The recent CEPIC Congress proved fruitful in making alliances for PicScout. The San Francisco-based company announced picking up more than 50 new photo-agency clients at the stock industry’s largest international gathering.
Reassuring for these new clients, PicScout has also been spending a considerable amount of resources on courting designers and the broader professional image-buying segment. The company recently attended two HOW magazine events and the Creative Freelancer Conference, where vice president of marketing and business development Amy Love spoke.
Netbooks, a popular alternative to the larger laptop, are expected to give way to tablet computers like the iPad by 2012, according to Forrester Research. By 2015, nearly one in four PCs will be a tablet, and PicScout says this will fuel a dramatic increase in image use.

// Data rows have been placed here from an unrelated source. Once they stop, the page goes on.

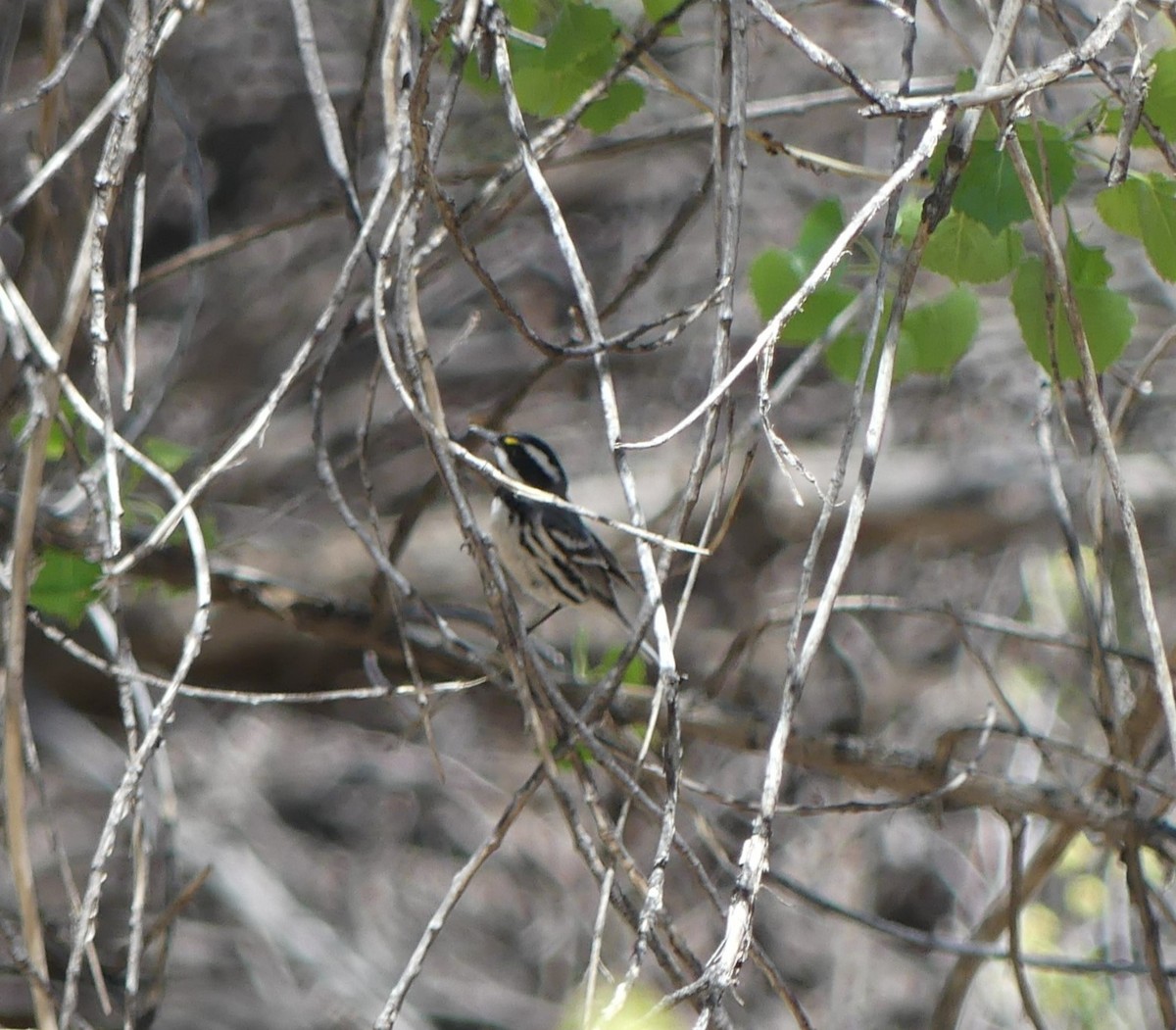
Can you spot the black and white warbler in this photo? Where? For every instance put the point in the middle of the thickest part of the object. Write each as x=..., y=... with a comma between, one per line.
x=547, y=551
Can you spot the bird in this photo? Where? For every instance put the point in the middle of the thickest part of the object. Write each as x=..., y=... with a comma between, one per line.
x=547, y=551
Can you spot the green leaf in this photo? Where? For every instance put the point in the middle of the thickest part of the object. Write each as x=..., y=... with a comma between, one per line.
x=775, y=275
x=56, y=446
x=66, y=584
x=168, y=454
x=1106, y=318
x=818, y=229
x=1145, y=207
x=964, y=251
x=580, y=48
x=932, y=340
x=989, y=189
x=936, y=335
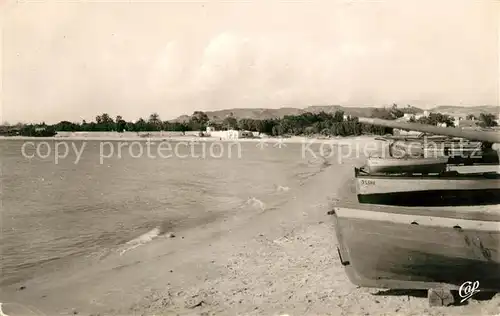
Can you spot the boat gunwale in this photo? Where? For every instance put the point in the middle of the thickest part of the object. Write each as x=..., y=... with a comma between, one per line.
x=431, y=176
x=452, y=212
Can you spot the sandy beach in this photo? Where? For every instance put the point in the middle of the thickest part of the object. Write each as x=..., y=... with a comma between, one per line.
x=272, y=262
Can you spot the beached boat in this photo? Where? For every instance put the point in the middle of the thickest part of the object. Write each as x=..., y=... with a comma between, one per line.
x=406, y=165
x=424, y=248
x=444, y=189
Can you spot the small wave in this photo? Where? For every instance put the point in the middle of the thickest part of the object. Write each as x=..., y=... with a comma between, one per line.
x=254, y=202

The graphical interface of such devices creates the need for additional images, and image availability is more critical then ever.
PicScout ImageIRC offers agencies a venue to get images to market, while protecting them at the same time. Notably, the paid promotional option—the pay-per-click links to stock agencies that license a given image—is offered separately from the free image credit. Available to everyone, registering visual content with ImageIRC adds the image to the database, which in turn displays owner information to users of the ImageExchange Firefox add-on.
At CEPIC, particularly at the workshops that focused on the online environment, much discussion centered around creating new revenue streams. According to PicScout, ImageIRC offers just that to agencies: new revenue coming from image buyers who increasingly favor search engines.